The principal place of business of defendant I.U. is Philadelphia, Pennsylvania,3 making I.U. a citizen of Pennsylvania under 28 U.S.C. § 1332(c). Since plaintiffs and defendant I.U. are citizens of Pennsylvania, complete diversity is lacking and removal from state court was improper.4 Accordingly, the case shall be remanded to state court.

. In addition to being a holding company, I.U. has two operating divisions. These divisions, however, are an insignificant part of the corporate structure of I.U.

. Among the services provided by Management Corporation to I.U. and I.U.’s subsidiaries in furtherance of the broad policy decisions made by I.U.’s board of directors are computer services, legal services, public relation services and accounting services.

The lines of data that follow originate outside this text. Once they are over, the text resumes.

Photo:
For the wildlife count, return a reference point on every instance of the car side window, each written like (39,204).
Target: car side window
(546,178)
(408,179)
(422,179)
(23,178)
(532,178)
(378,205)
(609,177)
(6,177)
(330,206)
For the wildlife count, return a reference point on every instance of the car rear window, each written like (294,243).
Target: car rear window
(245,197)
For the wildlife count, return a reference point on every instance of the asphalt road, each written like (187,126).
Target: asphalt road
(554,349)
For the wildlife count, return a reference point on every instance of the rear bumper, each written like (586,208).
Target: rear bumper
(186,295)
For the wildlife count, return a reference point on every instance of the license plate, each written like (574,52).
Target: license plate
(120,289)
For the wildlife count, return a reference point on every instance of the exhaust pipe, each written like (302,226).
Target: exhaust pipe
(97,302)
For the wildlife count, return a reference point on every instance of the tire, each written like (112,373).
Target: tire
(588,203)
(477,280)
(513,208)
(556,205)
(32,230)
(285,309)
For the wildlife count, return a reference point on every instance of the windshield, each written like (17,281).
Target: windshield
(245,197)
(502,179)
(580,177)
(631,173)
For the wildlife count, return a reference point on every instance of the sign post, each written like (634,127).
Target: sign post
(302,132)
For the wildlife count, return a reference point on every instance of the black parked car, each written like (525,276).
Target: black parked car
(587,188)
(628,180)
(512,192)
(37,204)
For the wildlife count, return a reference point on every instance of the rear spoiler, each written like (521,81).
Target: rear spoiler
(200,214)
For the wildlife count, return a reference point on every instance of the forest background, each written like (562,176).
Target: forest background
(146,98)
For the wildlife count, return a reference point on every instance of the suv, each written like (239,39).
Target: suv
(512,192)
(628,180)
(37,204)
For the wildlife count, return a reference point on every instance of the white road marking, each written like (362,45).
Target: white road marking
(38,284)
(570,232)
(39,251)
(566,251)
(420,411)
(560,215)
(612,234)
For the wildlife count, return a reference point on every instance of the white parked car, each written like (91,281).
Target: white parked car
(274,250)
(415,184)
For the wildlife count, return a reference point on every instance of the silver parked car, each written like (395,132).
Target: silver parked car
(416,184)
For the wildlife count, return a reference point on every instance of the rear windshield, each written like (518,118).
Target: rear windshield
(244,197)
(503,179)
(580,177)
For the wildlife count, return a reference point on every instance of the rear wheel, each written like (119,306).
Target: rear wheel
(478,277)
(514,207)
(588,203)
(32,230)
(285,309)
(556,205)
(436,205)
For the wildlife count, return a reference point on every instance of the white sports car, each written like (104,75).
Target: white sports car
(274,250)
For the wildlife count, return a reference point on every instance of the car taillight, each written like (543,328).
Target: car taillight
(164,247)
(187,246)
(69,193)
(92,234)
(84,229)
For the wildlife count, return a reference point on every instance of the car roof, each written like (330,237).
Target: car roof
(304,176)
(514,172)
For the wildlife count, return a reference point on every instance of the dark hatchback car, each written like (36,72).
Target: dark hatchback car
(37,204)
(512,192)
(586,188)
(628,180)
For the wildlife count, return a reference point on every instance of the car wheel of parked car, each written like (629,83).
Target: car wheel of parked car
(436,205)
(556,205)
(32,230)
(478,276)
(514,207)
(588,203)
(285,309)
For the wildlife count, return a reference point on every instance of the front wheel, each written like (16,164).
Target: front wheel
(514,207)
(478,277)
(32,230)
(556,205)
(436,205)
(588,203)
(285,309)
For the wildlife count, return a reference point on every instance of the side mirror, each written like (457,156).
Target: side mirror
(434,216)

. The court notes that another court in this district has stated that I.U.’s principal place of business is in Philadelphia, Pennsylvania. Valenti v. International Mill Services, Inc., No. 84-1218 (E.D.Pa. September 28, 1984), slip op. at 2, n.1.

. The court also rejects I.U.’s argument that under Salem Trust Company v. Manufacturers' Finance Company, 264 U.S. 182, 44 S.Ct. 266, 68 L.Ed. 628 (1924), its citizenship is irrelevant. The court finds that if plaintiffs’ allegations regarding the relationship between defendant I.U. and defendant Ryder/P-I-E Nationwide are true, plaintiffs may be permitted to recover against I.U. for the acts of its subsidiary Ryder/P-I-E Nationwide.